Il confine tra realtà e finzione è sempre stato labile nel mondo del cinema, soprattutto dal punto di vista del pubblico. Un esempio è il divismo all’epoca d’oro di Hollywood: il fatto che un attore interpretasse sempre lo stesso tipo di ruoli tendeva di fatto a creare una totale coincidenza tra personaggio fittizio e persona - causando anche per alcuni interpreti l’impossibilità di lasciarsi alle spalle un personaggio (vedi Anthony Perkins dopo Psycho). Ma il cinema flirta con la realtà anche all’interno dei suoi contenuti: basti pensare al genere del found footage, in cui tutti gli avvenimenti sullo schermo (tendenzialmente orrorifici) vengono presentati allo spettatore come realmente accaduti - anzi, è proprio il loro essere stati ripresi a testimoniarlo.
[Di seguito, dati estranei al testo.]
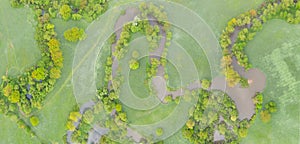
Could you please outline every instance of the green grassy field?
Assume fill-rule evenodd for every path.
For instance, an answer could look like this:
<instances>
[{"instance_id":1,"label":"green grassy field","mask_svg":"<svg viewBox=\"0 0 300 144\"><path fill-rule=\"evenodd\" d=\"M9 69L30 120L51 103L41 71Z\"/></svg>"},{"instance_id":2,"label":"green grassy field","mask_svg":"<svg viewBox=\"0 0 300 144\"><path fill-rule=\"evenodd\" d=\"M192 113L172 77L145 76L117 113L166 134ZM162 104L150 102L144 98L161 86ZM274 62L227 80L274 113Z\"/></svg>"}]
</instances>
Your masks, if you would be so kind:
<instances>
[{"instance_id":1,"label":"green grassy field","mask_svg":"<svg viewBox=\"0 0 300 144\"><path fill-rule=\"evenodd\" d=\"M299 25L272 20L246 48L250 62L267 76L264 102L275 100L278 112L268 124L257 118L243 143L299 143L299 36Z\"/></svg>"},{"instance_id":2,"label":"green grassy field","mask_svg":"<svg viewBox=\"0 0 300 144\"><path fill-rule=\"evenodd\" d=\"M174 28L173 33L174 38L167 56L169 62L166 65L168 85L171 88L180 88L192 81L210 79L210 66L198 43L178 28Z\"/></svg>"},{"instance_id":3,"label":"green grassy field","mask_svg":"<svg viewBox=\"0 0 300 144\"><path fill-rule=\"evenodd\" d=\"M9 0L0 5L0 75L21 74L35 64L40 50L34 39L34 13L30 8L12 8ZM0 80L1 82L1 80Z\"/></svg>"},{"instance_id":4,"label":"green grassy field","mask_svg":"<svg viewBox=\"0 0 300 144\"><path fill-rule=\"evenodd\" d=\"M176 107L174 102L168 104L159 104L151 110L135 110L124 106L127 112L128 121L133 125L146 125L158 122L166 118Z\"/></svg>"}]
</instances>

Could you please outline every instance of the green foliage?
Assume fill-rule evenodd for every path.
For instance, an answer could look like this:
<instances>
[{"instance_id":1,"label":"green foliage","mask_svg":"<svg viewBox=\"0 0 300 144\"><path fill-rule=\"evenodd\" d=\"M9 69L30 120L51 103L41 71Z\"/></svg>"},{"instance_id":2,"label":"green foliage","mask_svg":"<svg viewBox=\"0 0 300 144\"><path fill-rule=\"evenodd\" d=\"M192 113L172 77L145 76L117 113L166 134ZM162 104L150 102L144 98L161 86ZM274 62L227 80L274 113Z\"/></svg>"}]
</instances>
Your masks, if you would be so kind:
<instances>
[{"instance_id":1,"label":"green foliage","mask_svg":"<svg viewBox=\"0 0 300 144\"><path fill-rule=\"evenodd\" d=\"M243 88L249 87L248 79L246 79L246 78L241 78L240 84Z\"/></svg>"},{"instance_id":2,"label":"green foliage","mask_svg":"<svg viewBox=\"0 0 300 144\"><path fill-rule=\"evenodd\" d=\"M189 128L189 129L193 129L193 127L195 126L195 122L191 119L189 119L187 122L186 122L186 126Z\"/></svg>"},{"instance_id":3,"label":"green foliage","mask_svg":"<svg viewBox=\"0 0 300 144\"><path fill-rule=\"evenodd\" d=\"M8 100L11 103L18 103L20 101L20 92L19 91L13 91L11 95L9 95Z\"/></svg>"},{"instance_id":4,"label":"green foliage","mask_svg":"<svg viewBox=\"0 0 300 144\"><path fill-rule=\"evenodd\" d=\"M8 97L10 96L10 94L13 91L13 86L11 84L7 84L4 88L3 88L3 95Z\"/></svg>"},{"instance_id":5,"label":"green foliage","mask_svg":"<svg viewBox=\"0 0 300 144\"><path fill-rule=\"evenodd\" d=\"M130 68L130 69L136 70L136 69L138 69L139 67L140 67L140 63L139 63L137 60L131 59L131 60L129 61L129 68Z\"/></svg>"},{"instance_id":6,"label":"green foliage","mask_svg":"<svg viewBox=\"0 0 300 144\"><path fill-rule=\"evenodd\" d=\"M164 102L165 103L169 103L169 102L171 102L173 99L172 99L172 96L171 95L168 95L168 96L166 96L165 98L164 98Z\"/></svg>"},{"instance_id":7,"label":"green foliage","mask_svg":"<svg viewBox=\"0 0 300 144\"><path fill-rule=\"evenodd\" d=\"M47 74L45 68L37 68L31 73L31 77L37 81L44 80L46 76Z\"/></svg>"},{"instance_id":8,"label":"green foliage","mask_svg":"<svg viewBox=\"0 0 300 144\"><path fill-rule=\"evenodd\" d=\"M71 17L71 12L72 9L70 8L69 5L62 5L61 8L59 9L59 14L64 20L69 20Z\"/></svg>"},{"instance_id":9,"label":"green foliage","mask_svg":"<svg viewBox=\"0 0 300 144\"><path fill-rule=\"evenodd\" d=\"M261 110L262 103L263 103L263 95L261 93L259 93L252 100L253 100L253 103L255 104L256 111Z\"/></svg>"},{"instance_id":10,"label":"green foliage","mask_svg":"<svg viewBox=\"0 0 300 144\"><path fill-rule=\"evenodd\" d=\"M68 121L66 127L69 131L75 131L76 129L76 127L73 124L73 121Z\"/></svg>"},{"instance_id":11,"label":"green foliage","mask_svg":"<svg viewBox=\"0 0 300 144\"><path fill-rule=\"evenodd\" d=\"M268 102L265 107L270 113L274 113L277 111L277 106L274 101Z\"/></svg>"},{"instance_id":12,"label":"green foliage","mask_svg":"<svg viewBox=\"0 0 300 144\"><path fill-rule=\"evenodd\" d=\"M94 112L91 109L88 109L83 114L83 121L87 124L91 124L94 121Z\"/></svg>"},{"instance_id":13,"label":"green foliage","mask_svg":"<svg viewBox=\"0 0 300 144\"><path fill-rule=\"evenodd\" d=\"M201 81L201 86L203 89L209 89L211 82L207 79Z\"/></svg>"},{"instance_id":14,"label":"green foliage","mask_svg":"<svg viewBox=\"0 0 300 144\"><path fill-rule=\"evenodd\" d=\"M50 70L50 78L51 79L58 79L58 78L60 78L60 76L61 76L61 71L59 68L57 68L57 67L51 68L51 70Z\"/></svg>"},{"instance_id":15,"label":"green foliage","mask_svg":"<svg viewBox=\"0 0 300 144\"><path fill-rule=\"evenodd\" d=\"M248 134L248 129L247 129L247 128L240 128L240 129L238 130L238 132L239 132L239 136L240 136L241 138L244 138L244 137L246 137L247 134Z\"/></svg>"},{"instance_id":16,"label":"green foliage","mask_svg":"<svg viewBox=\"0 0 300 144\"><path fill-rule=\"evenodd\" d=\"M69 119L73 122L77 122L79 119L81 119L81 114L79 112L71 112L69 115Z\"/></svg>"},{"instance_id":17,"label":"green foliage","mask_svg":"<svg viewBox=\"0 0 300 144\"><path fill-rule=\"evenodd\" d=\"M64 38L71 42L77 42L79 40L84 40L86 38L86 34L83 29L73 27L64 32Z\"/></svg>"}]
</instances>

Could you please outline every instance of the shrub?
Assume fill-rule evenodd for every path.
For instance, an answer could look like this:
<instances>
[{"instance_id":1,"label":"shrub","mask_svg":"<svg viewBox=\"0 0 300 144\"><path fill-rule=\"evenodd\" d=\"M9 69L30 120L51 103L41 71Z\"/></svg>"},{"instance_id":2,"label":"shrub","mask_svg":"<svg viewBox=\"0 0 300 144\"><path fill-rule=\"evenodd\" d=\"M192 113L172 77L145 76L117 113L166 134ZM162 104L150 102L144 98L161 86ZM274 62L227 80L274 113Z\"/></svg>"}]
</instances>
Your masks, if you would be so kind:
<instances>
[{"instance_id":1,"label":"shrub","mask_svg":"<svg viewBox=\"0 0 300 144\"><path fill-rule=\"evenodd\" d=\"M164 130L162 128L157 128L155 133L157 136L161 136L164 134Z\"/></svg>"},{"instance_id":2,"label":"shrub","mask_svg":"<svg viewBox=\"0 0 300 144\"><path fill-rule=\"evenodd\" d=\"M135 59L132 59L129 61L129 68L132 69L132 70L136 70L140 67L140 64L137 60Z\"/></svg>"},{"instance_id":3,"label":"shrub","mask_svg":"<svg viewBox=\"0 0 300 144\"><path fill-rule=\"evenodd\" d=\"M30 123L32 126L37 126L39 124L39 122L40 122L39 118L37 118L36 116L32 116L30 118Z\"/></svg>"}]
</instances>

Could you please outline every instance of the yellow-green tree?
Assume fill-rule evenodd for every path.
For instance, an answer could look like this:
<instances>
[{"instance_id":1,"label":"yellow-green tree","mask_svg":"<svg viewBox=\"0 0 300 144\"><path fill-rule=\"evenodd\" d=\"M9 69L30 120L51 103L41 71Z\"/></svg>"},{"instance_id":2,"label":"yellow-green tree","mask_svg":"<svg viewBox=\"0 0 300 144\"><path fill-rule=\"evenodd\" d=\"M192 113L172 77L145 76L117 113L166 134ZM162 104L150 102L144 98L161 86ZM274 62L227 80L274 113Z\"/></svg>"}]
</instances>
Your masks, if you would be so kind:
<instances>
[{"instance_id":1,"label":"yellow-green tree","mask_svg":"<svg viewBox=\"0 0 300 144\"><path fill-rule=\"evenodd\" d=\"M44 80L46 78L46 70L45 68L37 68L31 73L31 77L35 80Z\"/></svg>"},{"instance_id":2,"label":"yellow-green tree","mask_svg":"<svg viewBox=\"0 0 300 144\"><path fill-rule=\"evenodd\" d=\"M77 42L78 40L84 40L86 38L86 34L83 29L73 27L64 32L64 37L68 41Z\"/></svg>"},{"instance_id":3,"label":"yellow-green tree","mask_svg":"<svg viewBox=\"0 0 300 144\"><path fill-rule=\"evenodd\" d=\"M39 124L39 122L40 122L39 118L37 118L36 116L32 116L30 118L30 123L32 126L37 126Z\"/></svg>"},{"instance_id":4,"label":"yellow-green tree","mask_svg":"<svg viewBox=\"0 0 300 144\"><path fill-rule=\"evenodd\" d=\"M59 68L57 68L57 67L51 68L51 70L50 70L50 78L58 79L58 78L60 78L60 75L61 75L61 71L60 71Z\"/></svg>"},{"instance_id":5,"label":"yellow-green tree","mask_svg":"<svg viewBox=\"0 0 300 144\"><path fill-rule=\"evenodd\" d=\"M59 14L64 20L69 20L71 17L72 9L69 5L62 5L62 7L59 9Z\"/></svg>"},{"instance_id":6,"label":"yellow-green tree","mask_svg":"<svg viewBox=\"0 0 300 144\"><path fill-rule=\"evenodd\" d=\"M19 91L13 91L11 95L8 97L8 100L11 103L18 103L20 101L20 92Z\"/></svg>"}]
</instances>

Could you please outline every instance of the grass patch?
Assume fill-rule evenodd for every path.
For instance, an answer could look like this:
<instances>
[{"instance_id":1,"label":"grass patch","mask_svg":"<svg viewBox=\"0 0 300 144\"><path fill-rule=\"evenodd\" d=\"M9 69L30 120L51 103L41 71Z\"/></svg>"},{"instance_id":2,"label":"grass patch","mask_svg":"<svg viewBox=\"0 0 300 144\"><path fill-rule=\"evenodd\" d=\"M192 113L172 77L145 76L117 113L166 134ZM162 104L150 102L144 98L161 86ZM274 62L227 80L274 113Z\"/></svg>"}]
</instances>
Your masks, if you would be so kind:
<instances>
[{"instance_id":1,"label":"grass patch","mask_svg":"<svg viewBox=\"0 0 300 144\"><path fill-rule=\"evenodd\" d=\"M12 8L9 0L0 5L0 75L8 70L17 76L35 64L41 52L34 39L34 12L30 8ZM2 80L0 79L0 82Z\"/></svg>"},{"instance_id":2,"label":"grass patch","mask_svg":"<svg viewBox=\"0 0 300 144\"><path fill-rule=\"evenodd\" d=\"M136 110L125 105L123 108L127 113L127 118L130 124L145 125L156 123L166 118L170 113L172 113L176 105L177 104L175 102L159 104L157 107L150 110Z\"/></svg>"}]
</instances>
In questo momento, in cui le narrazioni sono capillari sotto tutti gli aspetti, in cui il verbo storytelling si può applicare indifferentemente ad una favola e ad un brand, il confine tra realtà e finzione diventa ancora più labile. Quindi sorge il problema di come finzionalizzare al meglio la realtà: ciò porta scrittori, registi etc a interrogarsi sulle modalità e sull’etica della rappresentazione - l’ha fatto persino il nostro caro Martin con Killers of the Flower Moon, dopotutto. L’esempio più lampante è il fresco di vittoria agli Oscar The Zone of Interest, forse addirittura più una riflessione sulla rappresentazione che un film in sé. 
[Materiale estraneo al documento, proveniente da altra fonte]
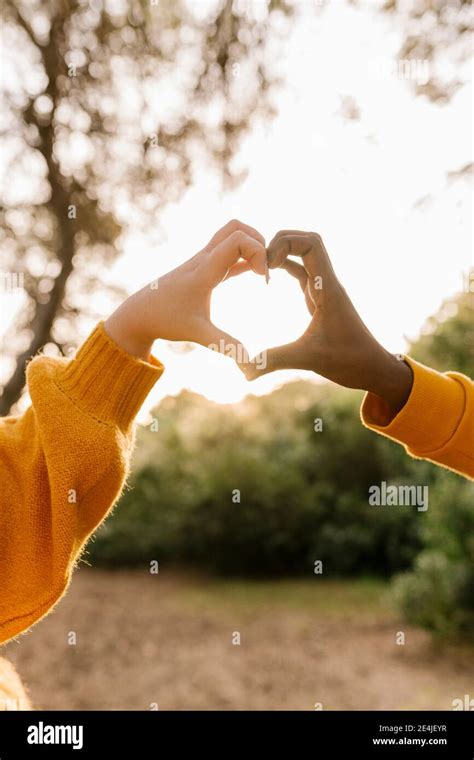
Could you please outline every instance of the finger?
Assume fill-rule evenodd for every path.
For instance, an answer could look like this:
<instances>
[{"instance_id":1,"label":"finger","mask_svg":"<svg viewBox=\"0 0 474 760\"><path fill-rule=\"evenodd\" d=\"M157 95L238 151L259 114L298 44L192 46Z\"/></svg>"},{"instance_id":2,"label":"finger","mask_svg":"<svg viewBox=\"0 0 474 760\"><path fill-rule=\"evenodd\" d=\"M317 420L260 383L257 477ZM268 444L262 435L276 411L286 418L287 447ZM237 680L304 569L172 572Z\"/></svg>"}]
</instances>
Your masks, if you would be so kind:
<instances>
[{"instance_id":1,"label":"finger","mask_svg":"<svg viewBox=\"0 0 474 760\"><path fill-rule=\"evenodd\" d=\"M311 280L315 277L334 278L334 270L321 236L316 232L306 235L282 235L268 248L269 266L281 266L288 256L301 256Z\"/></svg>"},{"instance_id":2,"label":"finger","mask_svg":"<svg viewBox=\"0 0 474 760\"><path fill-rule=\"evenodd\" d=\"M281 266L287 256L304 257L312 250L324 249L323 241L316 232L278 234L267 248L268 263L272 269ZM324 249L325 250L325 249Z\"/></svg>"},{"instance_id":3,"label":"finger","mask_svg":"<svg viewBox=\"0 0 474 760\"><path fill-rule=\"evenodd\" d=\"M210 256L212 276L216 283L224 279L239 259L245 259L250 269L257 274L265 275L267 272L265 246L241 230L232 232L210 252Z\"/></svg>"},{"instance_id":4,"label":"finger","mask_svg":"<svg viewBox=\"0 0 474 760\"><path fill-rule=\"evenodd\" d=\"M278 266L273 262L274 250L278 247L278 243L282 238L305 237L307 235L311 235L311 232L304 232L303 230L279 230L267 246L267 260L269 267L275 269L276 266Z\"/></svg>"},{"instance_id":5,"label":"finger","mask_svg":"<svg viewBox=\"0 0 474 760\"><path fill-rule=\"evenodd\" d=\"M304 230L279 230L277 234L271 239L268 248L275 245L277 240L279 240L281 237L286 237L287 235L310 235L311 232L305 232Z\"/></svg>"},{"instance_id":6,"label":"finger","mask_svg":"<svg viewBox=\"0 0 474 760\"><path fill-rule=\"evenodd\" d=\"M306 301L306 306L308 308L308 311L310 314L314 313L314 307L315 302L313 301L313 298L311 297L311 290L308 287L309 278L308 273L304 267L301 266L301 264L297 264L296 261L292 261L291 259L287 259L283 262L280 269L285 269L289 274L291 274L292 277L296 277L298 280L301 290L304 293L304 298Z\"/></svg>"},{"instance_id":7,"label":"finger","mask_svg":"<svg viewBox=\"0 0 474 760\"><path fill-rule=\"evenodd\" d=\"M212 322L206 321L200 326L196 342L233 359L239 365L246 366L249 363L248 351L240 340L216 327Z\"/></svg>"},{"instance_id":8,"label":"finger","mask_svg":"<svg viewBox=\"0 0 474 760\"><path fill-rule=\"evenodd\" d=\"M303 293L306 291L306 285L308 283L308 273L306 272L306 269L301 266L301 264L297 264L296 261L287 259L281 265L281 269L285 269L288 272L288 274L291 274L292 277L296 277L296 279L298 280L301 286L301 290L303 291Z\"/></svg>"},{"instance_id":9,"label":"finger","mask_svg":"<svg viewBox=\"0 0 474 760\"><path fill-rule=\"evenodd\" d=\"M236 277L239 274L243 274L244 272L248 272L251 270L252 267L250 266L250 262L242 260L238 261L237 264L233 264L229 271L227 272L226 276L224 277L225 280L230 279L231 277Z\"/></svg>"},{"instance_id":10,"label":"finger","mask_svg":"<svg viewBox=\"0 0 474 760\"><path fill-rule=\"evenodd\" d=\"M296 239L302 238L303 243L307 241L305 233L290 233L288 235L276 235L269 246L267 246L267 261L270 269L276 269L281 266L288 256L297 256ZM301 241L300 241L301 242ZM301 245L300 245L301 247ZM301 254L299 254L301 256Z\"/></svg>"},{"instance_id":11,"label":"finger","mask_svg":"<svg viewBox=\"0 0 474 760\"><path fill-rule=\"evenodd\" d=\"M299 341L295 341L262 351L241 369L247 380L256 380L258 377L279 369L306 369L305 366L302 366L303 363L304 353Z\"/></svg>"},{"instance_id":12,"label":"finger","mask_svg":"<svg viewBox=\"0 0 474 760\"><path fill-rule=\"evenodd\" d=\"M219 245L219 243L222 243L223 240L229 237L229 235L232 235L233 232L245 232L246 235L253 237L254 240L257 240L262 245L265 245L265 238L254 227L250 227L248 224L244 224L238 219L231 219L230 222L224 224L224 226L216 232L204 250L209 251L212 248L215 248L217 245Z\"/></svg>"}]
</instances>

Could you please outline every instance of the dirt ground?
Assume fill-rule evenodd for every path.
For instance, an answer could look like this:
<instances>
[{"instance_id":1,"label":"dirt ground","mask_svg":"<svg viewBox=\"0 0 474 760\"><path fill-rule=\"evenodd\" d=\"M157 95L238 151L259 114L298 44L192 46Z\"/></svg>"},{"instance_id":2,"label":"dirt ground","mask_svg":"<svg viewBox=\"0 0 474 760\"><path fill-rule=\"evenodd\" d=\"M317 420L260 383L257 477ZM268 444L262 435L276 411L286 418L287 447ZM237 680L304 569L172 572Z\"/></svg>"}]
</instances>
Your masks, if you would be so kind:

In questo numero ci facciamo molte domande e proviamo a darci alcune risposte. Dal perché ci ossessionano le storie true crime o le rappresentazioni più grafiche della violenza, a che cosa dice di noi il nostro rapporto con la celebrità. Passiamo da chi sceglie di rappresentare il reale così com’è a chi invece decide di “metterci una pezza”. Parliamo di quando i film riescono a dire di più sulla realtà attraverso la finzione che attraverso la rappresentazione esatta del reale. E anche di chi riesce a razionalizzare meglio la propria vita tramite la finzione, e di chi invece proprio a causa di essa se la rovina.